Photo and story by Jose Leiva

“I’m not teaching children to be concert pianists, I am teaching them to be good people,” says pianist Rachel Feeley as she sits at her circa 1894 Steinway in her Auburn home.

“Children have happiness, joy and intellectual creativity within them, and music brings these out. It helps them to become what they are already.”

Quoting Galileo, Feeley says, “You cannot teach a man anything; you can only draw it from within himself.”

A graduate of Oberlin Conservatory and Bates College, Feeley has been teaching piano for 25 years. She surrounds herself with young people. For several years she ran a child-care business, instructed a creative dance program and taught high school.

She and her daughter stage six recitals a year. Her students learn the Suzuki method, invented by a Japanese doctor during World War II. It involves listening, repeating and support, just as one helps a child learn to speak. She notes that people don’t learn to read before they speak.

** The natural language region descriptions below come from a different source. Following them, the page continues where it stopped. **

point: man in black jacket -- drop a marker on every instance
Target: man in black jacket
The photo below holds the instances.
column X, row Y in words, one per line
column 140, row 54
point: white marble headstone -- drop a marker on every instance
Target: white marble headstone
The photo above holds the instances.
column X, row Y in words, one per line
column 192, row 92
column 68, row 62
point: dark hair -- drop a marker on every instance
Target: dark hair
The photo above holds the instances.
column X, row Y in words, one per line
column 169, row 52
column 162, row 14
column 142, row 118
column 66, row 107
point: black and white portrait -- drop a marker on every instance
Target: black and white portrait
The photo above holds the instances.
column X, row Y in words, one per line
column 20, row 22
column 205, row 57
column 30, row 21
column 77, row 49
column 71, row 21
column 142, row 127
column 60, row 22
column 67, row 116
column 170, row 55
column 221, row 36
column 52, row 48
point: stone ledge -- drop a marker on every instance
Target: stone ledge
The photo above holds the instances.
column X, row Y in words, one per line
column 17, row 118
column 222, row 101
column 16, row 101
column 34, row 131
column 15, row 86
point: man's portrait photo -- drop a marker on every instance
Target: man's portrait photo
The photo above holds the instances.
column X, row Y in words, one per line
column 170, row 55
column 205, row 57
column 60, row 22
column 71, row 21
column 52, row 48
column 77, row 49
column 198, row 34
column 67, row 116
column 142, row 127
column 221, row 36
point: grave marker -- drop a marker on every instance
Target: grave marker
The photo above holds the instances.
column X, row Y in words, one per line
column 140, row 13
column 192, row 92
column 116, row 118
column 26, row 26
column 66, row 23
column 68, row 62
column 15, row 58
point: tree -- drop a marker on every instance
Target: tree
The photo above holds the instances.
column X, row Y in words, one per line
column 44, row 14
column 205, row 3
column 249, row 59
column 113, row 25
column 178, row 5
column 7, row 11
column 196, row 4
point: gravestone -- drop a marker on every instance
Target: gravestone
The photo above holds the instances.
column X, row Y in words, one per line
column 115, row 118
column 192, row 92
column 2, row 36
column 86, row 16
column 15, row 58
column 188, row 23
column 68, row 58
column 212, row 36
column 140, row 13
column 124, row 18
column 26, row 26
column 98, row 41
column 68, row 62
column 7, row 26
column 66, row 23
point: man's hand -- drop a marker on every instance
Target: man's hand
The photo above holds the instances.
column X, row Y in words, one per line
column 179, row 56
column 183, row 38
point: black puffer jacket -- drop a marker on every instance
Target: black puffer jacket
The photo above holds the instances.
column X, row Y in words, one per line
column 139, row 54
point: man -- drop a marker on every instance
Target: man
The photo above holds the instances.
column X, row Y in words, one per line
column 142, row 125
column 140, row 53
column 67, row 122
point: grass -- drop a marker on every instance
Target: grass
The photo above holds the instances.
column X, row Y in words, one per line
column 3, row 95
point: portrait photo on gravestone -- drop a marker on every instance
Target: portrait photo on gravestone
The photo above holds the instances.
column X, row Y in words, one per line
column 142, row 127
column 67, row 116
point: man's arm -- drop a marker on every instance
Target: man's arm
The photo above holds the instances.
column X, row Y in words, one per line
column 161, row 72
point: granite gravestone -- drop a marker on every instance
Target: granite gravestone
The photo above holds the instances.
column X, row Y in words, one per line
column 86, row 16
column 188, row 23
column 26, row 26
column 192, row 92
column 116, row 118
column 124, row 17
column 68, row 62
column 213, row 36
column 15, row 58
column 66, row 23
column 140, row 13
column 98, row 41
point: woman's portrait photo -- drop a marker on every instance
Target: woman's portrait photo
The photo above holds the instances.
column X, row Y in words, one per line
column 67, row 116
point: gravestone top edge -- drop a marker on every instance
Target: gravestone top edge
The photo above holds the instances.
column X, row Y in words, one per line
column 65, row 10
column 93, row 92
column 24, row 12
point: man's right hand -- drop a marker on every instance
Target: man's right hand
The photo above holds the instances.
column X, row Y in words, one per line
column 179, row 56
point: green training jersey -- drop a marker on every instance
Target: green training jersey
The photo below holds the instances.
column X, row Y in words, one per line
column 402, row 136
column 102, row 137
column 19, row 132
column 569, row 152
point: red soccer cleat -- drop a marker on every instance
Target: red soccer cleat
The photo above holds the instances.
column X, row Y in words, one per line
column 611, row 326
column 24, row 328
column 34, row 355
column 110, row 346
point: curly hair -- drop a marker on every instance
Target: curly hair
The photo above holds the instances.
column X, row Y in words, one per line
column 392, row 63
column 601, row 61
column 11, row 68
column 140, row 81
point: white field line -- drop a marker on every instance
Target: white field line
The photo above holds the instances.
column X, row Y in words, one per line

Feeley determines the learning style of her students, then capitalizes on the strengths and cultivates the weak areas.

“I make the lessons fun and try to create an atmosphere where they want to be here and play pieces they love.”

Once she even worked with a child who loved rap music and helped him create his own piece. Her students range in age from 3, to the oldest in her 80s.

Each July for the past 23 years, Feeley has taken classes at Queens University in Kingston, Ontario, in Canada. “We take students and parents with us and get lessons.” She says this is a way of keeping her fresh and current. “The kids keep me fresh, too. The teaching brings out in me what I am trying to develop in them.”

Feeley believes everyone has unlimited potential for something. Instead of using the word “practice,” Feeley tells her students, “Offer your mother some music while she prepares your dinner.”

Rachel Feeley feels she is teaching young pianists to be good people, to share the music within them.